Consider Trump’s recent panic over the caravan of immigrants slowly wending its way northward through Mexico. First, the group is far away from the United States—still roughly 1,500 miles from the consensus destination of Tijuana. Second, it is numerically small compared with the overall picture of illegal immigration. (Border Patrol apprehended a little more than 300,000 people at the border in 2017; the caravan is estimated to be in the single-digit thousands.) Third, despite Trump’s fearmongering, illegal immigration continues to decline.
But there is illegal immigration, even if the scale is not commensurate to Trump’s rhetoric. The problem there is that the policies Trump wants aren’t effective or practicable. There’s the border wall, which experts say is unlikely to stop immigration, and which in any case would take years and billions of dollars to construct—billions of dollars that Congress refuses to appropriate, a barrier that’s out of Nielsen’s control.
In the absence of the wall, and as part of his preelection immigration-messaging push, Trump ordered at least 5,200 soldiers to the border in October—roughly the same number as U.S. service members in Iraq—and has said that number could reach 15,000. But it’s unclear what their purpose is. They can’t apprehend border crossers, so their role is in support and administration. Moreover, the caravan is still hundreds of miles away. So as Thomas Gibbons-Neff and Helene Cooper report, the deployed troops are sitting around in brutal heat, eating MREs, without much to do, and it’s costing taxpayers millions of dollars.
Trump has also announced plans to drastically curtail asylum applications at the border. But no matter how draconian the administration’s policies are, they don’t deter all the immigrants headed northward. Members of the caravan aren’t unaware of Trump’s views, but they’re desperate enough to try to reach the U.S. anyway. Nielsen doesn’t have control over the “push” factors that drive immigrants from their homes, especially those from the Northern Triangle.

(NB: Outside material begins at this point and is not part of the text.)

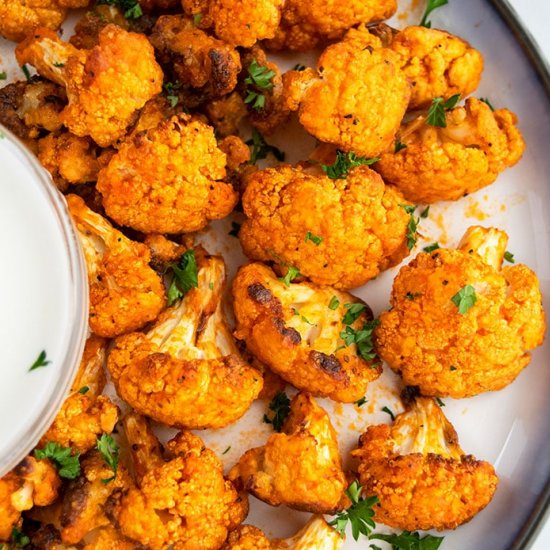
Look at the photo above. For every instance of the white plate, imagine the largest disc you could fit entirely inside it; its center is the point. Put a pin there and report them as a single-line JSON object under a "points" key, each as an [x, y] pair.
{"points": [[508, 428]]}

Besides, as Dara Lind reports, it’s unclear whether the new asylum restrictions are legal. If they fail to stand up in court, they’d join a string of previous Trump immigration policies struck down by judges. The Supreme Court finally approved a much-reduced version of Trump’s Muslim travel ban after lower courts rejected earlier, more sweeping versions. The administration’s decision to separate children from their parents at the border also drew a flurry of litigation, though political pressure forced the White House to withdraw the policy before any court could. When the administration then announced it would attempt to incarcerate children in violation of an existing court agreement, a judge slapped the move down. Once again, there’s nothing Nielsen can do about any of this.